Meaning-making - a powerful tool for change

Changing ourselves (ie, changing our behaviour, beliefs, thoughts, etc) or coaching others to change can be difficult. This is hardly surprising. Most of the time it makes sense to respond to similar situations in exactly the same was as we have in the past. The alternative would be to treat every situation as without precedent and respond to it as if for the first time. Our flexibility and creativity would be huge but it would take us most of the day to get out of bed!

We thus have powerful internal mechanisms to ensure that we behave consistently and do not easily change. These mechanisms include, for example, the anxiety or fear that often comes with doing something new. This emotion may be appropriate and helpful if what we are doing might threaten our safety or survival - it is less appropriate if all that is at stake is our pride.

Such forces for predictability also exist at the social level. Our ability to work together and form social groupings requires that we are not forever meeting each other as if for the first time. We expect that when we see someone again they will be and behave much the same as when we last saw them.

Going against such pressures to create change requires an act of Will; making and acting on a choice. One way of doing this is through will power (Strong Will) - this can work but it can also take a lot of energy to sustain as anyone who has tried to change an ingrained behaviour knows.

However, there is another way to change and that is to use the Skilful Will. (These ideas on the Will are drawn from Roberto Assagioli's writings, in particular his book The Act of Will: A Guide to Self-actualisation and Self-realisation and form a central theme of Psychosynthesis, the psychology he created.) Applying the Skilful Will involves redirecting the forces that resist change so that instead they cause the change. A primary way to do this is to alter the meaning of what you are experiencing.

A personal example will make this clearer. I used to be a moderate smoker and for several years tried to give up. I was motivated to do so - I knew that it was harming my health, particularly in winter when I got chesty coughs I couldn't shake off, and that it was probably shortening my life. I was also becoming increasingly embarrassed that I lacked the ability to kick the habit. So, sustained by this motivation, I would decide to stop smoking.

I would then spend the next days and weeks trying to resist the urge to have a cigarette but the physical and psychological urge to smoke eventually always overcame my motivation and sooner or later I would start smoking again.
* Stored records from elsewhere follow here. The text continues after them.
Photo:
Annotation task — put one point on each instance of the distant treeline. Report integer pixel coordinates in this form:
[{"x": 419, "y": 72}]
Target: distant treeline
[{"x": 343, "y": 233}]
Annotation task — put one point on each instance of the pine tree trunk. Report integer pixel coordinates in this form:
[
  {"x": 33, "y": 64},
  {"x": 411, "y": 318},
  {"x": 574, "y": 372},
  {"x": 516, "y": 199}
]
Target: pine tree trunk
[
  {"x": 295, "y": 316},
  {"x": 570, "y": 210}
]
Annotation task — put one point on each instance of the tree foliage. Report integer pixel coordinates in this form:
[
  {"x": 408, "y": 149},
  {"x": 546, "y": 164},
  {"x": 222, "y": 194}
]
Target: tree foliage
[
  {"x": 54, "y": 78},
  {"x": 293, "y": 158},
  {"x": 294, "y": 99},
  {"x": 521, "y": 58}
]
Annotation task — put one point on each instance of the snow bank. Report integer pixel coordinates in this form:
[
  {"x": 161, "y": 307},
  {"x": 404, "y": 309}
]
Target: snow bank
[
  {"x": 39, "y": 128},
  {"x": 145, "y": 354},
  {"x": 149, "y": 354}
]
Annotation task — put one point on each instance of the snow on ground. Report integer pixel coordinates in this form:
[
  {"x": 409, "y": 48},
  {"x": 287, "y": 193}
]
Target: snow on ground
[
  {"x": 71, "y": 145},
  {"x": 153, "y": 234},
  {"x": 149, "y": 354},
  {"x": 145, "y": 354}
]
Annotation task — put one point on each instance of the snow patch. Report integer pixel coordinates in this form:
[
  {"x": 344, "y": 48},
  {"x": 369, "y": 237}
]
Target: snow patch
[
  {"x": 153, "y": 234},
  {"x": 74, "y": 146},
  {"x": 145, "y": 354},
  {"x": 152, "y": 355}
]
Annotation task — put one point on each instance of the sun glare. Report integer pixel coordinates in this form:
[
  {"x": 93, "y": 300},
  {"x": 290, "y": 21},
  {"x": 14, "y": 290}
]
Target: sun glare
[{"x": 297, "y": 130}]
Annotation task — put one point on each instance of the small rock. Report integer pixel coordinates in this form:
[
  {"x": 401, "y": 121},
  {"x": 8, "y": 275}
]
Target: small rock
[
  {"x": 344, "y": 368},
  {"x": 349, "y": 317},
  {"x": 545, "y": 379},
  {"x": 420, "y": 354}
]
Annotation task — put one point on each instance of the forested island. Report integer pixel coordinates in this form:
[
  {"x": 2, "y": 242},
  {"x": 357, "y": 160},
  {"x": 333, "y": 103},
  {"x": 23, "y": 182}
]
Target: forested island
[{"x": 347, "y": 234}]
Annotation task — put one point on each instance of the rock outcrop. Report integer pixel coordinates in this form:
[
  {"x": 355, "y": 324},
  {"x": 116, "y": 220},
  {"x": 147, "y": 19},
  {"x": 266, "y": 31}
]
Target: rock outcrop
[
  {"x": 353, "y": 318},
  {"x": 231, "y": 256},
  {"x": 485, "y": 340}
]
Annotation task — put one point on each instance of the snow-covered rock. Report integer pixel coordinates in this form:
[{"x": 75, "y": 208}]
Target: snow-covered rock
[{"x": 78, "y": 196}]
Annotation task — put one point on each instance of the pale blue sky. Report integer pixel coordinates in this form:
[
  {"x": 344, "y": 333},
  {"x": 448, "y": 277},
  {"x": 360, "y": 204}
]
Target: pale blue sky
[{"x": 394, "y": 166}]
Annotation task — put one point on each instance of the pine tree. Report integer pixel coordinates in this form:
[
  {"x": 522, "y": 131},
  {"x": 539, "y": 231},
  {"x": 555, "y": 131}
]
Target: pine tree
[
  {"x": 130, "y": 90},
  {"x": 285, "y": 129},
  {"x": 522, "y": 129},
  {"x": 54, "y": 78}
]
Essentially, I was relying on Strong Will to stop smoking - and I was failing.

Then, a few years ago, inspired both by the idea of the Skilful Will and by some of the NLP work on Reframing, I took a different approach. In trying to stop smoking, what was always my undoing was the strength of the feeling of wanting a cigarette. So I decided to change the meaning of this experience so that it would become the reason why I was not smoking rather than the reason I did.

I spent time noticing as precisely as I could what exactly the experience was that "told" me I wanted a cigarette. Essentially, it was an empty feeling centred on my solar plexus which I associated with feeling anxious and tense. However, as I focussed on just the experience itself (rather than the overlay of meaning I was placing on it) I realised that the experience itself was not altogether unpleasant, and was one I could live with. But it was in changing the meaning of the experience that the real difference was made. By choosing to experience this emptiness more as a vacuum which was pulling out the toxins from my body that I had inhaled, the experience stopped being negative. Indeed, it became a reminder of the benefits I was gaining from not smoking and that my body was being cleansed. It was also a reminder to me of my sense of personal power in giving up my addiction. I haven't smoked since.

This example relates to a specific behaviour but the principle applies to almost any change we wish to make - and that is if we can find a way to make the direct experience of the change positive, then the change will come easily.